Mitch Mitchell & Noel Redding before The Jimi Hendrix Experience

Interviewed by journalist Richie Unterberger, Screaming Lord Sutch stated "I'm proud of the fact that so many of my Savages have gone on to much bigger things. Even Noel Redding and Mitch Mitchell, who went on to back Hendrix."
Would the bass player and the drummer of The Experience really meet up and be part of Screaming Lord Sutch’s Savages prior to auditioning for Jimi Hendrix in Autumn 1966?

To the question did he know Mitch Mitchell before he was in the Experience? Noel Redding answered to Richard Allen (Interview in 1997): “No, not at all.” So it occures that Noel Redding and Mitch Mitchell first met while auditioning for Jimi Hendrix in October 1966. Even so Redding’s paths have crossed with Mitchell a year earlier:
Chris: their respective bands took part of the same package show in September 1965. At that time, Noel Redding was guitarist with a Kentish outfit called The Burnettes while Mitch Mitchell was drummer for The Coronets who backed actor and DJ Chris Sandford.
However Redding and Mitchell weren’t in the Savages at the same time.

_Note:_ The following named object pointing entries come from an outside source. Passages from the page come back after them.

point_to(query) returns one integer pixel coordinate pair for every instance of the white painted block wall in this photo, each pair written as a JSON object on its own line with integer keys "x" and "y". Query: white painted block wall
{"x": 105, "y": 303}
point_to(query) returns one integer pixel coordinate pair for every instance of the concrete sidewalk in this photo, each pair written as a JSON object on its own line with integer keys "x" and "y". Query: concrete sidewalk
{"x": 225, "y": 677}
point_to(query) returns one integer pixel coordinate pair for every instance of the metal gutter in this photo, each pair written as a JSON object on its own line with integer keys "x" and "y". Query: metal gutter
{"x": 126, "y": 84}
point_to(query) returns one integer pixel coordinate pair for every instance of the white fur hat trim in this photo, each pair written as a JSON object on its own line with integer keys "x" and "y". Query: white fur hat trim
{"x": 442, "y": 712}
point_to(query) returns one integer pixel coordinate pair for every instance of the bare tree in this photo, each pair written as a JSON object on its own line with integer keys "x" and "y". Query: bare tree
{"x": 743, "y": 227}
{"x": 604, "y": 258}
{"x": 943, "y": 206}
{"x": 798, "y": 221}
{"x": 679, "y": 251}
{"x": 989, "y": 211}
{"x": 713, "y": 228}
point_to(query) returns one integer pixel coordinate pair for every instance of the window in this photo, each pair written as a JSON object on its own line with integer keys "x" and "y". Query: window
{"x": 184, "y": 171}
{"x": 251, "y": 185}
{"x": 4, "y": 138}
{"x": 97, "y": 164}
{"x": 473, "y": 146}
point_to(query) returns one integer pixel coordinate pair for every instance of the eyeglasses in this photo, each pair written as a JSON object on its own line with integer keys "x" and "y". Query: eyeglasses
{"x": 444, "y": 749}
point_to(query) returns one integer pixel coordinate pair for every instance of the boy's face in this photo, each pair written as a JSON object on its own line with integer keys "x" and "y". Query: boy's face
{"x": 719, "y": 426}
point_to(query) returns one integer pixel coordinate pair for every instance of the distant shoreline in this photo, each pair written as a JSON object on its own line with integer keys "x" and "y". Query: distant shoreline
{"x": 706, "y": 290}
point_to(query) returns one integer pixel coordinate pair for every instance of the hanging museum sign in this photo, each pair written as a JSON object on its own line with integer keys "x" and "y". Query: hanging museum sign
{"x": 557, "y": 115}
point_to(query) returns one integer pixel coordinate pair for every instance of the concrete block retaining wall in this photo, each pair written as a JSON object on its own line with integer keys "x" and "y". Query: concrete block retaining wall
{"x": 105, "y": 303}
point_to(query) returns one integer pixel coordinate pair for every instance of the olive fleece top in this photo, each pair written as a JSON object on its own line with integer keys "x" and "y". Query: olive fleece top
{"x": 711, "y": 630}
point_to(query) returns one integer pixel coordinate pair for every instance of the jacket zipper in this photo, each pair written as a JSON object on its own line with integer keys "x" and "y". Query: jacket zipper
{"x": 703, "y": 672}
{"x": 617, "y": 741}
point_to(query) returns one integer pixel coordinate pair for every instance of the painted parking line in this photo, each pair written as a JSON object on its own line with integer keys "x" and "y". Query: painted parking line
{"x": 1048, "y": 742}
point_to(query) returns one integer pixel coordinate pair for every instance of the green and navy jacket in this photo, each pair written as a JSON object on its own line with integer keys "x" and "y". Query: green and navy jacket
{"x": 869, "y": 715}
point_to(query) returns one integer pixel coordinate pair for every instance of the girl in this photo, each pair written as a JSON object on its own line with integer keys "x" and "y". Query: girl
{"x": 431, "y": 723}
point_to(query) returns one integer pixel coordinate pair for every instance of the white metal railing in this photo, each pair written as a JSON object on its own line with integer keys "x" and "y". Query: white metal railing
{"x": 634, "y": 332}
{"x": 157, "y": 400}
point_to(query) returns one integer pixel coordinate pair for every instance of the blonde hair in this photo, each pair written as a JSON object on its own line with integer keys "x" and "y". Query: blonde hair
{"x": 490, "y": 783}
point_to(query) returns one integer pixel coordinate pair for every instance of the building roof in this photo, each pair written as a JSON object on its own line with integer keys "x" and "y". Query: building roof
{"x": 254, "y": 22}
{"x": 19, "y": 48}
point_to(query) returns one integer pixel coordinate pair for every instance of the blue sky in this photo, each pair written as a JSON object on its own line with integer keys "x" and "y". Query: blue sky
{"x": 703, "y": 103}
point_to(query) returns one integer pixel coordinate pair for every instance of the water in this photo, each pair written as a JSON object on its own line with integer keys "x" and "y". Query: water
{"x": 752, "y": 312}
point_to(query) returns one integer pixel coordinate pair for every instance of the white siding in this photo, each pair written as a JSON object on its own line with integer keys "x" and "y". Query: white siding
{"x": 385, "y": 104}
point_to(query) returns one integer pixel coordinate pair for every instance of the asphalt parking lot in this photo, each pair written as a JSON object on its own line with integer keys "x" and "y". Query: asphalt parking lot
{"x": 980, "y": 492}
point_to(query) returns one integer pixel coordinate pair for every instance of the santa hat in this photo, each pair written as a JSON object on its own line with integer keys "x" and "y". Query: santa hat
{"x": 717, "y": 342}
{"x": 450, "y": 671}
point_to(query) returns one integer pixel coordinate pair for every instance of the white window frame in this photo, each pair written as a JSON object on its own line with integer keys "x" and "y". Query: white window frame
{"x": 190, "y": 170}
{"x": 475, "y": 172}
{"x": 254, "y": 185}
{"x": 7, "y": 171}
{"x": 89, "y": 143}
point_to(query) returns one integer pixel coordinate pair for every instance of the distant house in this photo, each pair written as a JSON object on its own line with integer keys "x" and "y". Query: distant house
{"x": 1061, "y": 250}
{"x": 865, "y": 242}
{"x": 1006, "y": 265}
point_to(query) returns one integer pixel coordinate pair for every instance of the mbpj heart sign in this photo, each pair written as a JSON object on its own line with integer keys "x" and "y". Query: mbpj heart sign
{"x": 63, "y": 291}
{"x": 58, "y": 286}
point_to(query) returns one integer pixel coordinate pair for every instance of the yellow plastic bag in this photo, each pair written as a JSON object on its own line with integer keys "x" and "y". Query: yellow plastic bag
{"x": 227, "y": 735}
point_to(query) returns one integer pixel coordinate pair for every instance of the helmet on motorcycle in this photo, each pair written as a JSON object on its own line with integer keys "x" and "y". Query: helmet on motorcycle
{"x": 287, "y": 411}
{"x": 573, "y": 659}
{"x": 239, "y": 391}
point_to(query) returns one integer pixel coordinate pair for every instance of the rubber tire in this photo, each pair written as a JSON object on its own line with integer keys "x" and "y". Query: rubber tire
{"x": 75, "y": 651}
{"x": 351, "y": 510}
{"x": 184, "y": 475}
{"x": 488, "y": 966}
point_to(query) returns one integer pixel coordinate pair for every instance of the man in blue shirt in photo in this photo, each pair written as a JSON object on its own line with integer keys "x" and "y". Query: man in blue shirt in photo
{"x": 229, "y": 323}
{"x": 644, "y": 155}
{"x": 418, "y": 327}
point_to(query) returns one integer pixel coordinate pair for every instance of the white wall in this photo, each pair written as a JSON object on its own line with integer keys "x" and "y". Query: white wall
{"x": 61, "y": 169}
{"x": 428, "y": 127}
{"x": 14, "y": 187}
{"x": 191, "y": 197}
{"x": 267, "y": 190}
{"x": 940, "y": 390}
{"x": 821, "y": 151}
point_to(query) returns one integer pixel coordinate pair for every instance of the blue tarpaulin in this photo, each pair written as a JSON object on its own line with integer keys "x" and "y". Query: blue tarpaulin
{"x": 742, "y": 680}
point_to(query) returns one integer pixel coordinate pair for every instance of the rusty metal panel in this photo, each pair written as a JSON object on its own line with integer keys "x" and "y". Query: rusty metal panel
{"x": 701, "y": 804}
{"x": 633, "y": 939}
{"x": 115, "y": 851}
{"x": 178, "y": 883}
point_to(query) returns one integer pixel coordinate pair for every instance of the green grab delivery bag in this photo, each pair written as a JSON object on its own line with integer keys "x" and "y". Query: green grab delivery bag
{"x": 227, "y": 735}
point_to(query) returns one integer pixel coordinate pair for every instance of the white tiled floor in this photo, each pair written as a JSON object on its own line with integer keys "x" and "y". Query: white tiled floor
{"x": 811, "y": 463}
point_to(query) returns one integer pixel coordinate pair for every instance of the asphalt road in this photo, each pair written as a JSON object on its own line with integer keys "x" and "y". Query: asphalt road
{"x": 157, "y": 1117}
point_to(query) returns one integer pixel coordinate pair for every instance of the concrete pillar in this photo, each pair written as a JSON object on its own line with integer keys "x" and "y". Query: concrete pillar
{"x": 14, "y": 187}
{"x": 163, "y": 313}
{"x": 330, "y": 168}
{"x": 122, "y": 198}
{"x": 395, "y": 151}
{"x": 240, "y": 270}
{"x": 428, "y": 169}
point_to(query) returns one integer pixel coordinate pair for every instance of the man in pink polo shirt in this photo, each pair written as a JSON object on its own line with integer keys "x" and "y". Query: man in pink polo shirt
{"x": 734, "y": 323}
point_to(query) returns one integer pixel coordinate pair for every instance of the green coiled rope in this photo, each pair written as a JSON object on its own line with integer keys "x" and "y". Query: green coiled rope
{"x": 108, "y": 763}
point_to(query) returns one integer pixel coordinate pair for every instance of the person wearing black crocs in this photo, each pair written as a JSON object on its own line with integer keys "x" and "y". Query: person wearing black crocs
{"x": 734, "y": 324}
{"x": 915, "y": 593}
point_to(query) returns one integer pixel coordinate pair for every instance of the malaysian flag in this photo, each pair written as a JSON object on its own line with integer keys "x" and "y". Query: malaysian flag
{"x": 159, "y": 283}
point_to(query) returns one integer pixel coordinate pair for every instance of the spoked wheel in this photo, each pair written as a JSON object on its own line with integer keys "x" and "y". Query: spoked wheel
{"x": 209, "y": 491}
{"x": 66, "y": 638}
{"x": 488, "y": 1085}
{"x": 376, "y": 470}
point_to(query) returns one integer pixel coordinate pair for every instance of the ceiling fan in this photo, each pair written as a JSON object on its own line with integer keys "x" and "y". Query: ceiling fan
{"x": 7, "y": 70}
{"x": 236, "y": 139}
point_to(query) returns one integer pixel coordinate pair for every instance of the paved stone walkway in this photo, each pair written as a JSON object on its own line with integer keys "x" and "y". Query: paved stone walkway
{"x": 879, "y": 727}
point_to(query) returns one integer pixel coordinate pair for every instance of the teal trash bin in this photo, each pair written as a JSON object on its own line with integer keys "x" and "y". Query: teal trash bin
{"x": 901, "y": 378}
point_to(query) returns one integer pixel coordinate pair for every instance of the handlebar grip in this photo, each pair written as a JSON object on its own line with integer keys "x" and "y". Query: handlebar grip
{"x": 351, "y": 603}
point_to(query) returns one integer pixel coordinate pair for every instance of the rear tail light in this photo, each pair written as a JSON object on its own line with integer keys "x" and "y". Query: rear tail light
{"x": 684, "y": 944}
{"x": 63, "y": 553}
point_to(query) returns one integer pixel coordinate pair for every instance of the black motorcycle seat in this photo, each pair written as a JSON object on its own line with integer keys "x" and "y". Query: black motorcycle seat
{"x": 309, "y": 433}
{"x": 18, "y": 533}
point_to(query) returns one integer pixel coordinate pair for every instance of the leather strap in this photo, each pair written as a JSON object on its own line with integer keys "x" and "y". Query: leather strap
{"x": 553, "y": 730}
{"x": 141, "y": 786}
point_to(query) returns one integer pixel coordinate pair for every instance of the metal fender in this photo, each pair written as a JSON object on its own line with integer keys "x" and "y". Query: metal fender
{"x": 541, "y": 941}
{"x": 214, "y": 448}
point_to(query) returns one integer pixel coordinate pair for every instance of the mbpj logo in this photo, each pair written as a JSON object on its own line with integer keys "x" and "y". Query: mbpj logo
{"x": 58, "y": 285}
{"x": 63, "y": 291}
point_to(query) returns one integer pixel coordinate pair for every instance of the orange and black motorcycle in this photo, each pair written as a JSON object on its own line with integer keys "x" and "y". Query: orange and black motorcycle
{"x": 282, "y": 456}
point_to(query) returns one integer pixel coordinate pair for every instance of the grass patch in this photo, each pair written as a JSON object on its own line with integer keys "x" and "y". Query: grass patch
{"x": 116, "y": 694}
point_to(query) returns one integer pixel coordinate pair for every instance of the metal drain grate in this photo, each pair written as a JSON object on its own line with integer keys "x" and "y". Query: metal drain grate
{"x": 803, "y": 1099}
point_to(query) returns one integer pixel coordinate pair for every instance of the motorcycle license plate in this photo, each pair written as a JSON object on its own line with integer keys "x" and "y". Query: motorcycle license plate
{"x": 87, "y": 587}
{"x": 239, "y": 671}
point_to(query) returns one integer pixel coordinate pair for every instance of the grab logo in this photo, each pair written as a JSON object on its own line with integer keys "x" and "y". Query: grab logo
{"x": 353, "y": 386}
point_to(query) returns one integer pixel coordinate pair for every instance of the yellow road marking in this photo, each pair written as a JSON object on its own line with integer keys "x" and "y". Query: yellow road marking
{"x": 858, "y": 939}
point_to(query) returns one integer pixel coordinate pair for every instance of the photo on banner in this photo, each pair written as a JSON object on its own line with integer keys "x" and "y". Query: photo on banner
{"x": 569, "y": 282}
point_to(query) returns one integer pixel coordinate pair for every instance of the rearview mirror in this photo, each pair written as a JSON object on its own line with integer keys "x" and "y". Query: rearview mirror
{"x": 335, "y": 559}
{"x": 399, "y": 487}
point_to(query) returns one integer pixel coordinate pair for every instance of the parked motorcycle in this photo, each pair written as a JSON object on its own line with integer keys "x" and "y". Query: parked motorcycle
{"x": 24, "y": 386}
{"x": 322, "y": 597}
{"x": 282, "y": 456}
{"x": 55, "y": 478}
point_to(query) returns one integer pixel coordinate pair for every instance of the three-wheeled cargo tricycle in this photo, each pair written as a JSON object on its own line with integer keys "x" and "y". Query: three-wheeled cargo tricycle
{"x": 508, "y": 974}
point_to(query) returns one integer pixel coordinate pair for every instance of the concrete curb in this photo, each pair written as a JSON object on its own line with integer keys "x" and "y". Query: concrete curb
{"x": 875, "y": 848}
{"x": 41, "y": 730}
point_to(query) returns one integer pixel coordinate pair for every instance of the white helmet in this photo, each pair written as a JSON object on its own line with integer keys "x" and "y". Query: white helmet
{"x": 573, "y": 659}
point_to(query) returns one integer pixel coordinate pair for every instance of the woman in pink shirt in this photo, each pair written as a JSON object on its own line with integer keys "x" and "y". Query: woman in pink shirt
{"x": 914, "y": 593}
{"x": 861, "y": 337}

Noel Redding (1945 - 2003)
Noel Redding featured in the albums that Screaming Lord Sutch later released: “Lord Sutch & his heavy friends” and “Hands of Jack The Ripper”, in the early 70’s.
On “Lord Sutch & his heavy friends”, Redding played bass on 3 numbers: “Thumping Beat”, “One for You, Baby” and “L-O-N-D-O-N”. “Thumping Beat” was recorded with guitarist Jimmy Page and drummer John Bonham, both of Led Zeppelin in 1969. “One for You, Baby” and “L-O-N-D-O-N” feature less known musicians alongside Redding: Kent Henrey on guitar and Bob Metke on drums.
When he took part of these recordings, Noel Redding had just left Jimi Hendrix and started putting a band called 'Fat Mattress' together with singer Neil Landon and bass player Jim Leverton who had been both part of The Burnettes. When Landon started a solo career in late 1965, the other members of the Burnettes changed their name to The Loving Kind, teaming up with vocalist Derek Knight who had previously been in The Lonely Ones alongwith Redding in the early 60’s. They released 3 singles for Piccadilly records. Screaming Lord Sutch remembered having been supported by the Burnettes and very impressed with their musicians. He then asked The Loving Kind to back him when he appeared at Folkestone's Leas Cliff Hall on a couple of occasions in early 1966.

Mitch Mitchell (1947 - 2008)
On the other hand, it’s more difficult to pinpoint when Mitch Mitchell was drummer for Screaming Lord Sutch.
Carlo Little, who was drummer with the Savages for more than 2 decades, remembered that when he met Jimi Hendrix in cafe The Blue Boar on the M1 "All the bands would congregate there on their way back and forwards from gigs. It was just before The Experience hit the big time and they must have been touring to get themselves known. Well, Mitch Mitchell the drummer, who used to come and watch me in the early days, recognised me. He came over with Jimi and introduced me as 'the guy who started it all off for me'. "

Before joining The Jimi Hendrix Experience, Mitch Mitchell had already had moderate success in Britain with some of the country's top groups, having played in Pete Nelson & the Travellers, Chris Sandford & The Coronets, the Artwoods, the Riot Squad, and Georgie Fame & the Blue Flames. He even stood in for Johnny Kidd & the Pirates, Tony Colton & The Crawdaddies, the Who, The Pretty Things and Shotgun Express.

In the early 60’s, he used to work in Jim Marshall’s music store, London, and put a band called the Soul Messengers together with other shop boys.

He was also a prolific session drummer working for producers Les Reed, Joe Meek and Denny Cordell.
If Noel Redding had worked with Jimmy Page and John Bonham while recording Sutch’s debut album, Mitch Mitchell often recorded also with Jimmy Page and another future Led Zeppelin, bassist John Paul Jones on some recording sessions for Denny Cordell (e.g.Ian Whitcomb, Brebda Lee).
Mitchell first worked for Joe Meek with the Riot Squad then The Tornados. However Meek didn’t appreciate his original way of drumming and threatened him with a shotgun: ‘If you don’t do it properly I’ll blow your fucking head off’." Knowing that Screaming Lord Sutch’s first releases were produced by Meek, Mitch Mitchell probably would have worked with his Savages about that time, alongside Ritchie Blackmore.